THE UNIVERSITY OF VICTORIA
DECEMBER 11, 1998

Listen to the nurses, urge UVic nursing educators

Nurses' conditions of work must be improved if the health care system is to recruit and retain the nurses needed to care for British Columbians, say Drs. Paddy Rodney and Rosalie Starzomski, faculty members at the UVic school of nursing's Lower Mainland campus.

B.C. nurses recently agreed to return to work after strike action over staffing shortages and lack of health care funding.

"When nursing students see the working conditions facing nurses, why would they want to enter the health care system?" says Starzomski, who adds that the province needs to do some resource planning now to project the health system's future requirements for nurses, doctors and other health professionals.

"It's difficult to even pull together information about numbers of professionals working in the system because of the overtime worked by many persons and the fact that, for example, one nurse may be working in more than one facility. Tracking this information is a major challenge."

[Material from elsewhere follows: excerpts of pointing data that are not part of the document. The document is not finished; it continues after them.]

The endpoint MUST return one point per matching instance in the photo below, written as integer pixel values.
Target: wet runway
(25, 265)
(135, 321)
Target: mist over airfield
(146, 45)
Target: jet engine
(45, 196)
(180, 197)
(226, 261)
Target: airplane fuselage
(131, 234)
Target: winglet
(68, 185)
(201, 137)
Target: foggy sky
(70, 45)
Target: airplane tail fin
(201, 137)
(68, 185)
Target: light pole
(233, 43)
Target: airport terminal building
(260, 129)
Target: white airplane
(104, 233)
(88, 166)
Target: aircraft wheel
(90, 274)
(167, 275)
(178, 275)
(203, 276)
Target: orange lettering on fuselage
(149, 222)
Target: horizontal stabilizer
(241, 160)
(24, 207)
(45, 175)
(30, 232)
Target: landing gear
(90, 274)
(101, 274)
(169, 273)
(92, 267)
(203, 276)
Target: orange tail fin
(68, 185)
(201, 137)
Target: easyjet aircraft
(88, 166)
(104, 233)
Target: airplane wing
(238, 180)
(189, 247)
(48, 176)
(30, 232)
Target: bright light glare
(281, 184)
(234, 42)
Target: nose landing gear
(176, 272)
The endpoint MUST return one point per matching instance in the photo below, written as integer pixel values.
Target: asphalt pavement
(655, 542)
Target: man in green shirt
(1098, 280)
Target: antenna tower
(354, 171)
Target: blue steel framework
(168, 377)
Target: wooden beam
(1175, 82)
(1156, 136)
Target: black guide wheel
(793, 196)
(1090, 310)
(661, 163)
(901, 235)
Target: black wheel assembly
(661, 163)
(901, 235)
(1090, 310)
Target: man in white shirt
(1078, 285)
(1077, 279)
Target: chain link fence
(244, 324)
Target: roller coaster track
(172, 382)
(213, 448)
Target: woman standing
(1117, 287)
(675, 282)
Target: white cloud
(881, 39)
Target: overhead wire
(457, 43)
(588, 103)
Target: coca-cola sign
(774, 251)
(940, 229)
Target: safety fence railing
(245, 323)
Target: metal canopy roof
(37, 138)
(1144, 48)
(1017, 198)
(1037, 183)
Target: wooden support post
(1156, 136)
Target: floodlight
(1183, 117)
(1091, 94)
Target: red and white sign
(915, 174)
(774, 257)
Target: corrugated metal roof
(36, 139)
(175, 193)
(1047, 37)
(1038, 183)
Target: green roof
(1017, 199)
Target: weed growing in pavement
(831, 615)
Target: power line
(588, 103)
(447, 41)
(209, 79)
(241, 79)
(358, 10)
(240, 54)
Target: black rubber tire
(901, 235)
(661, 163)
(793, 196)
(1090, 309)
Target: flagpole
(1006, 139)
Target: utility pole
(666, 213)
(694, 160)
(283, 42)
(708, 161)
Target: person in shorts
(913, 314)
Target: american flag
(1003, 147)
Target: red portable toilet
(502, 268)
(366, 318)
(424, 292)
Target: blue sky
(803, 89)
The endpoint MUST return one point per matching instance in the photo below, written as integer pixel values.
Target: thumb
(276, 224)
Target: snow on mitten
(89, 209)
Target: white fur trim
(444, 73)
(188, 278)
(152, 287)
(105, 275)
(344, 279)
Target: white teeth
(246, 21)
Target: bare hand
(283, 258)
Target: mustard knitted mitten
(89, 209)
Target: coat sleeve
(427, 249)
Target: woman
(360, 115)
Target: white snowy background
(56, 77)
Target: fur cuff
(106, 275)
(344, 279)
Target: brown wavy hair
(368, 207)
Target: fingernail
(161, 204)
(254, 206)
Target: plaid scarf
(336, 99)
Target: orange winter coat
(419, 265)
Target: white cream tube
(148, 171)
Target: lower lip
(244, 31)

Rodney praises the nurses for "consistently taking the high moral ground" in their strike action and maintaining the focus of the dispute on inadequate staffing levels. "When you have appropriate health care teams, standards, and staffing, you start to see better patient outcomes which also creates monetary benefits. Current working conditions require nurses to be deployed in ways that are less and less ethical."

Both Rodney and Starzomski specialize in the ethics of nursing and health resource allocation and are practising members of ethics committees on Lower Mainland hospitals.